Il ne faut jamais penser que la finalité de l’enseignement de la géographie est la maitrise de la géographie elle-même. Au primaire on ne forme pas des géographes, on forme des citoyens ! Ainsi on enseigne la géographie car on veut que les élèves comprennent l’espace et le monde qui les entoure. Le découpage scolaire des disciplines existe pour faciliter l’organisation scolaire mais pas toujours les apprentissages. Ainsi ce n’est pas une erreur d’enseigner la géographie comme une discipline en elle-même mais c’en est une de ne l’enseigner que de cette manière.

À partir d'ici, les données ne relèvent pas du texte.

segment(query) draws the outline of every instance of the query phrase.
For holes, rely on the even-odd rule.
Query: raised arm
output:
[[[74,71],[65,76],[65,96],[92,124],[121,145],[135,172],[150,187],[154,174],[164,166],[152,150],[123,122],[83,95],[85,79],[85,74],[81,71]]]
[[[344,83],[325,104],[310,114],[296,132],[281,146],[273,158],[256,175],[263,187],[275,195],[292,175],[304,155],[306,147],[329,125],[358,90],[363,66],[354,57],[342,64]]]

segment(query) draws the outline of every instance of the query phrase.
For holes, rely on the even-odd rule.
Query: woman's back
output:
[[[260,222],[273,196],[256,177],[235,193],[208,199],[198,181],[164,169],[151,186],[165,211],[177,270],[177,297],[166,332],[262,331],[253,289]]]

Il faut donc faire des liens entre la géographie et les autres disciplines et il faut surtout montrer que dans la causerie du matin ou dans la préparation des fêtes de Noël à l’école il y a aussi des éléments géographiques. Si, quand on travaille différents thèmes, on informe les élèves que ce que l’on fait actuellement c’est une forme ou une autre de géographie alors ils comprendront que la géographie ce n’est pas qu’une discipline scolaire. Je trouve toujours dommage quand un élève vers la fin de son primaire m’interpelle en classe pour me dire : « Mais madame ce n’est pas de la géographie que nous faisons ! » Il faut éviter d’encarcanner nos élèves dans cette logique scolaire. Il faut leur montrer que la géographie c’est comme une paire de lunettes que l’on met pour lire le monde avec un regard particulier et que ces lunettes on peut les porter tout le temps et pas seulement quand il est écrit GÉOGRAPHIE dans notre horaire de classe !
Chantal Déry
Si la géographie et l’histoire sont présentées distinctement dans les socles, il n’en est pas ainsi dans le programme intégré, fort heureusement. Cependant, le texte reste confus, et souvent mal interprété. « Comprendre l’espace » est confiné à la géographie, « comprendre le temps » à l’histoire, « comprendre la matière » aux cours des autres sciences que la géographie, et « comprendre l’homme » à on ne sait trop qui. Je m’évertue à expliquer à mes étudiants que la géographie, tout comme les autres sciences ou l’histoire, peuvent chacune apporter leur regard pour comprendre l’espace, le temps, l’homme ou la matière. Si les enseignants partaient du réel, comme prescrit dans le PI, l’approche interdisciplinaire serait évidente.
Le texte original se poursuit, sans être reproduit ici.